I've been dealing with a really frustrating problem using ArgoCD with Crossplane. Despite ArgoCD showing resources as 'Healthy' and 'Synced', Crossplane is failing to provision AWS resources, throwing 400 errors. This has led to issues like Lambda functions not updating and RDS instances getting stuck. I feel like I'm the only one experiencing this since there's hardly any information online about it. The problem seems to lie in the health check logic where the order of status condition checks causes ArgoCD to misreport the health of resources, ignoring actual errors. Has no one else encountered this? Are others not using health checks, or is everyone just keeping an eye on AWS directly? It's baffling, especially after I figured out a workaround by reordering the checks. Am I alone in this?
5 Answers
It's great that you found a workaround for the issue! But seriously, Medium? A member-only article? That's not very helpful for the community.

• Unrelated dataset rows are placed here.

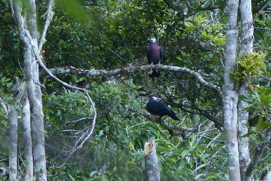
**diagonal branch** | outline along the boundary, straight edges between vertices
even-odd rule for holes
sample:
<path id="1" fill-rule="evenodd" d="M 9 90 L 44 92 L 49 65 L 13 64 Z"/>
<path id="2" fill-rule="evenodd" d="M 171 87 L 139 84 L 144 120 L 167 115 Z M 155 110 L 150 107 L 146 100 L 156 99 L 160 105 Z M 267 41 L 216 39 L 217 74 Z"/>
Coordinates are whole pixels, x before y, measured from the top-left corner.
<path id="1" fill-rule="evenodd" d="M 166 123 L 166 122 L 163 121 L 161 118 L 158 118 L 157 117 L 152 117 L 149 114 L 147 113 L 141 113 L 139 112 L 138 110 L 133 109 L 130 110 L 131 111 L 138 113 L 140 115 L 143 116 L 144 117 L 151 121 L 152 122 L 158 123 L 161 126 L 163 126 L 164 128 L 166 129 L 171 135 L 176 135 L 182 134 L 182 132 L 187 131 L 191 132 L 196 132 L 198 131 L 197 129 L 195 128 L 185 128 L 180 126 L 173 125 L 170 124 Z M 177 130 L 176 131 L 175 130 Z"/>
<path id="2" fill-rule="evenodd" d="M 5 101 L 4 101 L 3 100 L 1 99 L 1 98 L 0 98 L 0 106 L 1 106 L 2 109 L 4 110 L 6 116 L 8 117 L 9 111 L 8 111 L 8 109 L 7 109 L 7 107 L 6 106 L 5 104 L 6 103 L 5 102 Z"/>
<path id="3" fill-rule="evenodd" d="M 222 92 L 220 87 L 206 81 L 205 80 L 204 80 L 200 73 L 195 71 L 187 68 L 163 65 L 153 65 L 153 68 L 158 70 L 165 70 L 178 72 L 184 72 L 189 74 L 196 78 L 199 82 L 203 85 L 217 92 L 219 95 L 220 98 L 222 98 Z M 150 69 L 150 66 L 149 65 L 142 65 L 131 66 L 109 70 L 96 69 L 83 70 L 75 68 L 73 67 L 69 67 L 66 68 L 51 68 L 48 71 L 49 71 L 50 73 L 52 73 L 55 74 L 74 73 L 79 75 L 92 76 L 99 75 L 114 75 L 122 73 L 132 73 L 135 72 L 147 71 Z"/>
<path id="4" fill-rule="evenodd" d="M 45 24 L 44 25 L 44 28 L 43 28 L 43 31 L 41 35 L 41 37 L 40 40 L 40 43 L 39 44 L 38 52 L 40 52 L 42 48 L 42 46 L 44 43 L 44 41 L 45 40 L 45 35 L 46 34 L 46 32 L 47 31 L 47 29 L 52 20 L 53 18 L 53 12 L 52 11 L 52 7 L 53 7 L 53 0 L 50 0 L 49 2 L 49 5 L 48 6 L 48 10 L 47 12 L 46 16 L 46 20 L 45 21 Z"/>
<path id="5" fill-rule="evenodd" d="M 68 84 L 68 83 L 64 82 L 63 81 L 61 80 L 60 79 L 58 79 L 55 76 L 53 75 L 52 73 L 51 73 L 51 72 L 47 69 L 47 68 L 45 66 L 45 65 L 44 65 L 44 64 L 41 61 L 41 59 L 40 59 L 40 57 L 39 56 L 38 50 L 37 47 L 36 47 L 36 46 L 35 45 L 35 43 L 29 32 L 28 32 L 28 31 L 25 31 L 25 30 L 24 30 L 25 35 L 28 38 L 28 41 L 29 41 L 31 45 L 32 50 L 33 51 L 36 60 L 39 62 L 40 66 L 45 71 L 45 72 L 46 72 L 48 73 L 48 74 L 50 75 L 50 76 L 51 76 L 52 78 L 53 78 L 54 80 L 55 80 L 58 83 L 60 83 L 61 85 L 67 88 L 78 90 L 84 93 L 86 95 L 87 98 L 87 99 L 88 100 L 88 101 L 89 101 L 91 103 L 91 107 L 92 107 L 93 111 L 94 114 L 93 121 L 92 122 L 92 125 L 89 128 L 89 129 L 86 133 L 84 133 L 83 136 L 81 136 L 80 139 L 78 140 L 77 140 L 77 141 L 76 141 L 76 142 L 75 143 L 74 148 L 69 151 L 70 155 L 71 155 L 76 150 L 80 148 L 81 147 L 81 146 L 83 145 L 83 144 L 84 144 L 84 143 L 91 137 L 91 136 L 92 135 L 92 134 L 94 130 L 94 127 L 95 126 L 96 117 L 97 116 L 97 113 L 96 112 L 96 110 L 94 106 L 94 104 L 93 103 L 93 102 L 92 101 L 92 99 L 89 97 L 89 95 L 88 95 L 88 93 L 87 93 L 87 91 L 86 89 L 85 89 L 84 88 L 79 88 L 79 87 L 77 87 L 74 86 L 72 85 L 70 85 Z"/>

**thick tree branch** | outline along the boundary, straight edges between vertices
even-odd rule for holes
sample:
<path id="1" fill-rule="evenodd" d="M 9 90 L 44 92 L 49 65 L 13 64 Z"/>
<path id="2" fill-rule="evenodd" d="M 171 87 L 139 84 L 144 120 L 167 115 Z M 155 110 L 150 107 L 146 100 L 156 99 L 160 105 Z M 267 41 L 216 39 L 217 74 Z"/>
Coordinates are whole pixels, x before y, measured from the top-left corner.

Totally agree! I'd prefer to see it discussed openly where everyone can benefit.
I think you're not alone in this at all! It's a tricky issue, and I've faced this behavior from Argo before too. There's definitely a gap in documentation when it comes to how these health checks should work together. Just keep sharing your findings; you might help someone else in the trenches!
My sentiments exactly! The more we share these experiences, the better it gets for everyone.
Exactly! Community contributions can lead to genuine improvements in these tools.
I hear you! But it seems that your misunderstanding of GitOps principles is making it seem worse than it is. ArgoCD is doing its job by making sure your resource definitions match the cluster’s state. The fact that Crossplane is having issues afterward isn't something Argo can handle directly. It’s more about monitoring and alerting being set up outside of ArgoCD itself. You might want to consider using monitoring tools like Datadog or Grafana for better insight into your resource health.
Couldn't agree more. It's not Argo's job to keep track of every underlying system's health.
Exactly! ArgoCD is just for deployment; for monitoring health, you'll need to set up proper observability.
Seems to me you should put that explanation on GitHub as an issue. Migrating to the same stack means a lot of us might run into this. It would be more effective than just posting about it on Medium.
True! Might be worth trying again, especially if it affects others.
I get that you talked to maintainers, but an official issue might still prompt some action.
I've run into this before, and honestly, it's not surprising. Many people assume Argo will just handle everything, but you usually need to create custom health checks for things like Crossplane. It seems like you have a good grasp on that now, though. Just remember to share your findings with the community for others who may go through this!
Yep, this should definitely be spread around more. It'll save a lot of future headaches!
I think raising awareness about custom health checks is vital for anyone using these tools.
Right? If it's going to be behind a paywall, maybe share it somewhere more accessible.